Whitehouse was just 15 when he was hired by Sol Schapiro and his two oldest sons, Joe and Ben. Back then, used clothing was ripped into rags. Depending on the quality, the rags were used as wipers for machinery or in roofing insulation or paper.
At night, Whitehouse went to law school, earning a degree from the University of Baltimore in 1938, but he could never find a job he liked. After a World War II stint with the Army in California, he returned to S. Schapiro and Sons.
There, the third brother, Danny Schapiro, was antsy and resolved to start his own business. Danny and Leonard quit in 1947, not sure what they would do.
“Starting the business was pretty stupid of us,” Schapiro says. “We sat in the breakfast room of my house on Dorchester Road and talked until we figured out what to do.”
Schapiro handled the rag part of the business. Whitehouse focused on building customers in a new trade: secondhand clothing.
Middle Easterners, Whitehouse learned, would buy men’s jackets and shirts. In search of foreign markets, he took the first of many trips to Africa in the early 1950s.
Back in Baltimore, Schapiro & Whitehouse created a model grading operation. Clothes, which the company purchased from charities, were meticulously graded by quality, color and type.
“They were so good at this, that if you wanted Schapiro & Whitehouse to give you light blue long-sleeve shirts with the left button missing, they could do it,” says Al Wilson, who works as a clothing broker for Goodwill Industries and other charities in Atlanta.
By the 1960s, Schapiro & Whitehouse were grading a million pounds a week, which made them easily the nation’s biggest grading operation. Charities such as the Salvation Army, which usually insisted on receiving cash for their raw material, extended them credit and offered their grudging admiration.
Working there was difficult, but the company’s willingness to hire inexperienced people, many of them African-American laborers, is still fondly remembered.
Patricia Belton sorted clothing for the firm from 1964, when she arrived in Baltimore from South Carolina at age 18, until 1985. And she still remembers the smell of the unsorted bales when they were opened for grading.

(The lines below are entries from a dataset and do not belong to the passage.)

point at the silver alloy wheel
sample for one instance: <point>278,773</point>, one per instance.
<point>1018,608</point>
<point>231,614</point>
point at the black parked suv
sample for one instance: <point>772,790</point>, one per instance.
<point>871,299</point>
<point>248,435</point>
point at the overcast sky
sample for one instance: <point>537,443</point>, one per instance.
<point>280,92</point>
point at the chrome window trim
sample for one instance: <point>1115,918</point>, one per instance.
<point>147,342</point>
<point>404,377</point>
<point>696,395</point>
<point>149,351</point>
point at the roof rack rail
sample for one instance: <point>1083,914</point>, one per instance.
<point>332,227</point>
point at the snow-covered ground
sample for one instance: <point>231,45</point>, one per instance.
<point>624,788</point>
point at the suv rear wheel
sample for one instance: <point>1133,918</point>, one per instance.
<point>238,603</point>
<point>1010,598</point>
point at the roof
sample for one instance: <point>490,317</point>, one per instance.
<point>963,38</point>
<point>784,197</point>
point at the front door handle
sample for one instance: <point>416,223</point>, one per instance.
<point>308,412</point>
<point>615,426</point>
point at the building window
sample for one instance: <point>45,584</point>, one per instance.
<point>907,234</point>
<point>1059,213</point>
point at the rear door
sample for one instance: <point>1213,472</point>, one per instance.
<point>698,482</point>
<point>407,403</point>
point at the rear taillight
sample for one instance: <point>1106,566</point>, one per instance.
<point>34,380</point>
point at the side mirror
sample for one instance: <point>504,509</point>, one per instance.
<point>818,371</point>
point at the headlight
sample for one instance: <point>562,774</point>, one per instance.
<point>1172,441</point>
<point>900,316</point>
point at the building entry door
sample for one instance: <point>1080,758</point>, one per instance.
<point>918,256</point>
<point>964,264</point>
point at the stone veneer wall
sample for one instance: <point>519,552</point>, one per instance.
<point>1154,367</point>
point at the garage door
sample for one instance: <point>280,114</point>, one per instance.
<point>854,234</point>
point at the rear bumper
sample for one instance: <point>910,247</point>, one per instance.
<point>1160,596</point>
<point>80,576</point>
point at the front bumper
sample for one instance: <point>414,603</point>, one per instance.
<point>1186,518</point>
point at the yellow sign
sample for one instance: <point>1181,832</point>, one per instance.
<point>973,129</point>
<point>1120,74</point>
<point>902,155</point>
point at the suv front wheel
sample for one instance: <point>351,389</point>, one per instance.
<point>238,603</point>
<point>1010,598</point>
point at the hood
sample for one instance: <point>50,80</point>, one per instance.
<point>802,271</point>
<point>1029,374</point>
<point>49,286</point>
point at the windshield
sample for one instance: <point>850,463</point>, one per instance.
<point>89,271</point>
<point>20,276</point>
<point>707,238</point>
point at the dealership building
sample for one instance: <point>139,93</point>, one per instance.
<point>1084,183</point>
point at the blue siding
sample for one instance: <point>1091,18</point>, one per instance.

“A couple of times, there were dead dogs, dead cats, unspeakables inside the bales,” says Belton, now 50. “But they were good people, and they paid you for the work you did.”
By the early 1970s, both men were approaching their 60s. Schapiro’s children didn’t seem interested in the business. In the mid-1970s they decided to sell out, though not without regrets.
“I loved the business,” says Schapiro. “We made friendships all over the world. We went to Africa, and it was amazingeveryone knew Leonard. People would come running out of the bush and welcome him like an old friend.”
He is also a mentor to Baltimore’s two surviving grading companies. The men who run Clo-Tex International and Row Clothing are both former Schapiro & Whitehouse employees.
"A lot of us stole ideas from that old company to put into our operations,” says John Cross Sr., chairman of Clo-Tex. “Schapiro & Whitehouse was a training ground for many people, including me.”
Three years ago, with his old partner long retired and having just turned 75, Whitehouse
successfully recruited a new partner in hopes of keeping the brokerage business alive after
his death.
“Leonard kept saying, ‘You have to come and take a look at what I’m doing,’ ” says Billy Schapiro, the grandnephew of Danny, who was working in another part of the textile trade.
"And I did. Leonard opened up this whole new world for me the used clothing business.”